株価の暴落、輸出の低減、国内の経済成長の減速などを見て、西側のメディアは、すぐ反応した。
しかし、中国メディアはそれほどあわただしくなったわけではない。国営の新華社は人心を安定させるための論説を出した。新華社よりもリベラルな主張の市販メディアは、ほぼそろって李克強首相の経済政策を支持している。中国はこれ以上のバブルを拡大してはいけないと思っているからである。
中国の銀行業界が資金不足に陥ったにもかかわらず、政府は金融構造の調整、金融政策や手法の調整をストップしなかった。まだ傷が浅いうち、バブルが小さいうちに潰したほうがいいと思われている。
国際的に見て、中国独自で新しい政策を出したわけではない。アメリカの連邦準備制度理事会(FRB)による量的金融緩和政策も今は見直されており、これから国際金融は大きな変化に直面している。ドルは強くなり、資金がアメリカに流れていくと思われる。
そうした中で中国は金融緩和を継続していて、市場のリスクに対応できるのかという問題を残している。またリノミクスのなかでは、経済成長の力は潤沢な資金供給から来るのではなく、むしろ構造的な改革によるものとされている。
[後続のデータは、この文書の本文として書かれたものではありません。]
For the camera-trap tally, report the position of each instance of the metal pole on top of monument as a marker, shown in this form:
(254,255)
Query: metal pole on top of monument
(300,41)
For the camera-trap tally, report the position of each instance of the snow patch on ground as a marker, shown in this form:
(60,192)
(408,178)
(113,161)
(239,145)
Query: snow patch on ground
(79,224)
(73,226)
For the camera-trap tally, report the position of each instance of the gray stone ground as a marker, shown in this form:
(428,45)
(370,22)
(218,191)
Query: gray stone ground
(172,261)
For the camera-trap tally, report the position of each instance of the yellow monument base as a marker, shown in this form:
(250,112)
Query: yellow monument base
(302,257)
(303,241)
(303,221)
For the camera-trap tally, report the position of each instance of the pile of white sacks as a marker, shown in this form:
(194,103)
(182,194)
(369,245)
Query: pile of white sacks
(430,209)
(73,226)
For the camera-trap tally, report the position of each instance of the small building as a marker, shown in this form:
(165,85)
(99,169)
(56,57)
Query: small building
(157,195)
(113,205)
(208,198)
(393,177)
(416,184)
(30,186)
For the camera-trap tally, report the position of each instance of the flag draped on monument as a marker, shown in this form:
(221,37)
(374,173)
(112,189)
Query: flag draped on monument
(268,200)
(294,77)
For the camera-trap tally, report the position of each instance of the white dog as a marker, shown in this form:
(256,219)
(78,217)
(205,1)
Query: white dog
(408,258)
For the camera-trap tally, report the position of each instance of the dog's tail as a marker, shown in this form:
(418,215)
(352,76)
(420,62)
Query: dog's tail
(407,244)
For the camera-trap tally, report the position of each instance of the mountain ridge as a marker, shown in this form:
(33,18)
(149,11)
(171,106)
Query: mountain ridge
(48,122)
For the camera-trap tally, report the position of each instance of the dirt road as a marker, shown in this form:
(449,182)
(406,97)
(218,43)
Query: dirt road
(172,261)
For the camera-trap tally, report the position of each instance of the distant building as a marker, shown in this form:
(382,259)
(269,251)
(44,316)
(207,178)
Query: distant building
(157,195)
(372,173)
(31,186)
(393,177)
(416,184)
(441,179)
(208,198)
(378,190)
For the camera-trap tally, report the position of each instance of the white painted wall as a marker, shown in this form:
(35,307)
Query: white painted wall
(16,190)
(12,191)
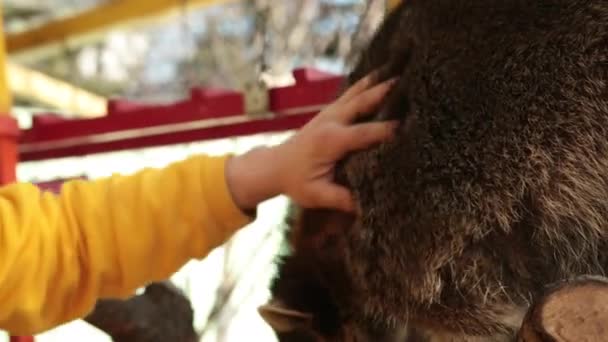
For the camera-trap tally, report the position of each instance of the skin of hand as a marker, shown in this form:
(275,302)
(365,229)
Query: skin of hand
(302,167)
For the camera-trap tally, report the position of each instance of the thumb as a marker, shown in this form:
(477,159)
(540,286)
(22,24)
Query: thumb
(332,196)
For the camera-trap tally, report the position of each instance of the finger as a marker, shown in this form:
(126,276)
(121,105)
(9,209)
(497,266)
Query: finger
(358,87)
(365,102)
(362,136)
(332,196)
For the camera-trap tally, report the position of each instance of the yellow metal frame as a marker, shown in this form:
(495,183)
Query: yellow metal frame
(36,86)
(92,24)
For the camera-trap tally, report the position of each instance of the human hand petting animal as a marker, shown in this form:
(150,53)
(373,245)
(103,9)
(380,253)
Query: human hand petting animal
(302,167)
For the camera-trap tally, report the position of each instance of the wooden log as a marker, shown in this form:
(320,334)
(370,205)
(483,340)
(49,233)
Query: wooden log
(571,311)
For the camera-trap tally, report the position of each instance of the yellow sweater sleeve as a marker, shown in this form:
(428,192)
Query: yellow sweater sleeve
(106,238)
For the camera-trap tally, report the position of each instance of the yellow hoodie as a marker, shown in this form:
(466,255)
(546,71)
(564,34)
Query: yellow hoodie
(106,238)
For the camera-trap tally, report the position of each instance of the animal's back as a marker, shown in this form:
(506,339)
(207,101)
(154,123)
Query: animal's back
(497,182)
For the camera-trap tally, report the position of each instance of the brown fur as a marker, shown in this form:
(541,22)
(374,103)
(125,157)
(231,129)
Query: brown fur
(496,185)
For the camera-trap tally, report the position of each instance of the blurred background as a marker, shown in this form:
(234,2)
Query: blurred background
(156,58)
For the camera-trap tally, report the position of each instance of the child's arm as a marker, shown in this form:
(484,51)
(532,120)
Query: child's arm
(105,238)
(59,254)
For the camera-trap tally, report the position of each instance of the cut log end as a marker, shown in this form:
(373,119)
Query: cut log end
(571,311)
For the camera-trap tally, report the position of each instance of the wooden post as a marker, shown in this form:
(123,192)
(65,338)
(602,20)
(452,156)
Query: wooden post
(570,311)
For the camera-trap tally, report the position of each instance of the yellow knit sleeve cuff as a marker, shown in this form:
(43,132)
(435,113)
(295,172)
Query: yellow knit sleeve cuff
(220,200)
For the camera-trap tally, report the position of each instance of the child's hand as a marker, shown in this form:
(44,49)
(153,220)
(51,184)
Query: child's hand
(302,167)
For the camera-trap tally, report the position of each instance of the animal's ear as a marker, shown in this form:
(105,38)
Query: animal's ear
(283,319)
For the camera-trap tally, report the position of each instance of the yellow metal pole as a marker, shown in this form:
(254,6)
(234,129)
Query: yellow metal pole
(8,126)
(36,86)
(5,94)
(92,24)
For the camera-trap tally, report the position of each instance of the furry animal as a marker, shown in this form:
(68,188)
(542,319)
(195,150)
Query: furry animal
(496,184)
(162,313)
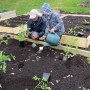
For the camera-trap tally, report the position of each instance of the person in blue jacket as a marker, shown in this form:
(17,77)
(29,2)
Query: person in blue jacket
(36,24)
(54,22)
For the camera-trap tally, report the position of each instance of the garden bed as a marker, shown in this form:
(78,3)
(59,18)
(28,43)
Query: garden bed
(72,75)
(11,26)
(5,14)
(75,25)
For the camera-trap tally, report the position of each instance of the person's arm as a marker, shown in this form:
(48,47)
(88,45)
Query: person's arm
(59,23)
(29,25)
(43,27)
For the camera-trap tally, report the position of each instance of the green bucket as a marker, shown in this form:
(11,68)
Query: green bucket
(53,39)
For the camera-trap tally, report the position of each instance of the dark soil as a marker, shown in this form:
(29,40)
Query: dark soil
(71,75)
(71,22)
(15,22)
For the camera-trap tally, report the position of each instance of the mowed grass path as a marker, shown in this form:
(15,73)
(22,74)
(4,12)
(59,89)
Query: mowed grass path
(24,6)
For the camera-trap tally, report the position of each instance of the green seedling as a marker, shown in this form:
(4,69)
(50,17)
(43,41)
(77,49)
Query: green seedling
(88,58)
(22,31)
(72,32)
(3,59)
(86,22)
(67,48)
(6,22)
(42,83)
(84,88)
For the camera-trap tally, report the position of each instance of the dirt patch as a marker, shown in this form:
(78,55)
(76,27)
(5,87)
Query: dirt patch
(77,23)
(71,75)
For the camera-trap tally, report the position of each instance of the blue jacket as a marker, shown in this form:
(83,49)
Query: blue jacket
(38,26)
(54,21)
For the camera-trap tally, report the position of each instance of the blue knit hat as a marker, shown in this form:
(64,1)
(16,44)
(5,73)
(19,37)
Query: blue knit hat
(46,9)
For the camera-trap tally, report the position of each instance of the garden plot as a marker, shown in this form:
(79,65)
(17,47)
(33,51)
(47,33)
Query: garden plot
(5,14)
(77,28)
(12,25)
(70,75)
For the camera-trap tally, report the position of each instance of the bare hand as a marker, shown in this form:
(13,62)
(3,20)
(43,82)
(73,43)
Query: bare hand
(43,37)
(35,37)
(52,30)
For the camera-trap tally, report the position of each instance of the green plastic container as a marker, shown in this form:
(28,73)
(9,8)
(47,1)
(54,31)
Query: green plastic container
(53,39)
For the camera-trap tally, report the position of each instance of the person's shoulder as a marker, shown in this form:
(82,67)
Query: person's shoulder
(56,14)
(43,18)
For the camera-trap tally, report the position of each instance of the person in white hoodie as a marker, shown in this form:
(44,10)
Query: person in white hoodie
(54,22)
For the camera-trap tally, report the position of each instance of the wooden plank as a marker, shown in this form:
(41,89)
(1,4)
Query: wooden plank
(7,15)
(15,30)
(76,15)
(81,42)
(72,50)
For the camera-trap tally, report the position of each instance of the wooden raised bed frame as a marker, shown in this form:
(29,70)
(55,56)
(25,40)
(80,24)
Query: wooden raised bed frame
(7,15)
(81,41)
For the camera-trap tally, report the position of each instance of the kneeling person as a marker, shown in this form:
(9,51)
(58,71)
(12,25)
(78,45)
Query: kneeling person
(36,24)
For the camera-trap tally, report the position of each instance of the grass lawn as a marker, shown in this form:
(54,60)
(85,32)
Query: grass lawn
(24,6)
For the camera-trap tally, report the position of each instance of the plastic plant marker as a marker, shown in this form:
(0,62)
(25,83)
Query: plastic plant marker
(65,58)
(46,76)
(5,36)
(22,44)
(34,45)
(80,34)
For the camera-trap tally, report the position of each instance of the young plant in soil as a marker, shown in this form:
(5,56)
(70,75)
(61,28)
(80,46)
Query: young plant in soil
(4,40)
(42,83)
(72,32)
(67,49)
(3,59)
(21,36)
(88,58)
(6,22)
(86,22)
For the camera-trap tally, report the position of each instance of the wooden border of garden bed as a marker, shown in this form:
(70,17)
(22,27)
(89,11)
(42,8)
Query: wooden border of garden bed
(72,50)
(7,15)
(81,42)
(11,30)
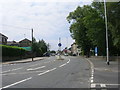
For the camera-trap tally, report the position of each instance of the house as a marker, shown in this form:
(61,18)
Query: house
(3,39)
(25,43)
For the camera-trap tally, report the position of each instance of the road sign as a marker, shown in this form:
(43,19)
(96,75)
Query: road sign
(59,44)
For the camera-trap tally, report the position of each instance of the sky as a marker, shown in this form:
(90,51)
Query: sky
(46,17)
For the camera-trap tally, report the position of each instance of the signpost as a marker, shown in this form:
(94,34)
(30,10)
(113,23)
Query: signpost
(59,44)
(96,51)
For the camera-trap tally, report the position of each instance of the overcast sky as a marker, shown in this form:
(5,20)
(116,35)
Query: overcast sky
(48,19)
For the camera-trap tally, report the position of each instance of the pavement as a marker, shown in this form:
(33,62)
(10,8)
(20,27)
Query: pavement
(105,75)
(23,60)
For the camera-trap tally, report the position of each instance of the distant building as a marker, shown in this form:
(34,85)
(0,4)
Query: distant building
(25,43)
(3,39)
(13,43)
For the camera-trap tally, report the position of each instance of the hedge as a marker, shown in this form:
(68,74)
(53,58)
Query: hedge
(12,51)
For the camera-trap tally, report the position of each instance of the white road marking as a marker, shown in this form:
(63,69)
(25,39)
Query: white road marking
(11,70)
(102,85)
(93,85)
(52,69)
(17,83)
(46,71)
(36,68)
(47,62)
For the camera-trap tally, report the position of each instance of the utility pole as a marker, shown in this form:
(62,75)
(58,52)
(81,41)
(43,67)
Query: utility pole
(32,44)
(107,49)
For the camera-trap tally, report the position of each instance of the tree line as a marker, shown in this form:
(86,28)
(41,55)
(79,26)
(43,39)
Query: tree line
(88,27)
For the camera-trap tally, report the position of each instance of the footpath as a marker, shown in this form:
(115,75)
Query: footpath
(101,63)
(23,60)
(104,75)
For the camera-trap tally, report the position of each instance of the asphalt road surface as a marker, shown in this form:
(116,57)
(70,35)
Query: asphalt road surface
(72,72)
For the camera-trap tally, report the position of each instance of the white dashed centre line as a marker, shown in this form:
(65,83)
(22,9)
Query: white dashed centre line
(35,68)
(17,83)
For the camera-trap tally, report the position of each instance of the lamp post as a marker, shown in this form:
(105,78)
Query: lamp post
(32,44)
(107,49)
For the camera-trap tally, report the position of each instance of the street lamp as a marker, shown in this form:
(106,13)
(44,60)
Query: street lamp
(32,44)
(107,49)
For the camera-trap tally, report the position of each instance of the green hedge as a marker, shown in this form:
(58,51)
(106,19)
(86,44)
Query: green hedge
(12,51)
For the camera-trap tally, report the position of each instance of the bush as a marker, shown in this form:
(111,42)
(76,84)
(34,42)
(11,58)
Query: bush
(12,51)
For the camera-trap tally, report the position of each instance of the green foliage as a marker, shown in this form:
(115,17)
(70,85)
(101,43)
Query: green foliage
(88,27)
(12,51)
(39,47)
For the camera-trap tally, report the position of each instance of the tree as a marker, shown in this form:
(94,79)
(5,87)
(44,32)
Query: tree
(88,27)
(78,30)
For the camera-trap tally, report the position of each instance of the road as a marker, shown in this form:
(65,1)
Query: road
(72,72)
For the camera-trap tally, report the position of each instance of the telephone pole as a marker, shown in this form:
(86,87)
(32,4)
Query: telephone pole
(32,44)
(107,49)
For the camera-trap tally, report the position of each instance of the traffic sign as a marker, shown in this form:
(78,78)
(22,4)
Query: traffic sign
(59,44)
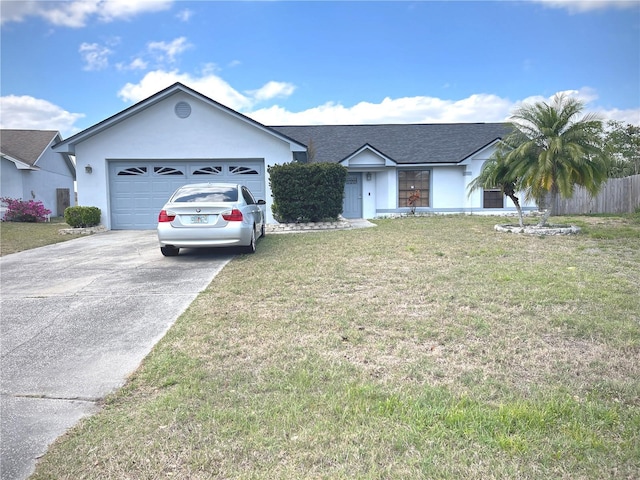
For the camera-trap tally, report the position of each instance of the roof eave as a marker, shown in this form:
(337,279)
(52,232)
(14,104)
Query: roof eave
(20,165)
(68,145)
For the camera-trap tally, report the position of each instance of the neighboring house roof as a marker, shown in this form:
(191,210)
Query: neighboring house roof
(25,147)
(403,143)
(69,144)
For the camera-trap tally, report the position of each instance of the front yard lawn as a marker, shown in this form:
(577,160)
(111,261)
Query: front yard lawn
(19,236)
(428,347)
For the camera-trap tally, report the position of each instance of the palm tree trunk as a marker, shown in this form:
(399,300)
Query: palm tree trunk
(547,213)
(516,202)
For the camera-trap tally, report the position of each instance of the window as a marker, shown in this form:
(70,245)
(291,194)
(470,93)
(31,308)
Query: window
(248,197)
(167,171)
(239,170)
(493,198)
(208,171)
(213,193)
(133,171)
(412,183)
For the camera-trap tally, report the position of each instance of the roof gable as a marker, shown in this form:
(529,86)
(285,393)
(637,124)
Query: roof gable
(368,156)
(69,144)
(402,143)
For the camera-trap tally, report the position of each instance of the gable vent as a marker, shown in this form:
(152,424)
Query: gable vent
(183,109)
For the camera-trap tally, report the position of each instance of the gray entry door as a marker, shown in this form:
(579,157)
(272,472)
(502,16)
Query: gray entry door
(352,204)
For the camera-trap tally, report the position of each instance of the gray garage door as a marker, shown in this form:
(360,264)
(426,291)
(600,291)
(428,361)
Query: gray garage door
(139,188)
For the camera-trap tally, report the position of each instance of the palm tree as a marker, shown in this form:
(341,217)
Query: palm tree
(552,150)
(495,173)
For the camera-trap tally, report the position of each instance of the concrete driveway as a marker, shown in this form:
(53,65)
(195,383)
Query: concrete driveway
(76,319)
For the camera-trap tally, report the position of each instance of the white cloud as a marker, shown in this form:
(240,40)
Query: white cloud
(32,113)
(25,112)
(76,13)
(272,90)
(95,56)
(168,51)
(475,108)
(208,84)
(184,15)
(135,64)
(581,6)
6月20日に李首相は、国務院の常務委員会議では、余剰生産能力、構造改革、農民農村農業、零細企業、消費のアップグレード、利息の市場化、資本市場の改革、保険の役割、民間資本の金融業への進出、リスクの回避など主に8つの面での改革について詳細に語り、銀行や証券の当面の危機については一言も語らず、改革の決心をもう一度表明した。
リノミクスは改革を推し進め、資産バブルや余剰生産能力の維持にお金を貸している銀行に助け舟を出す気配は、ほとんどない。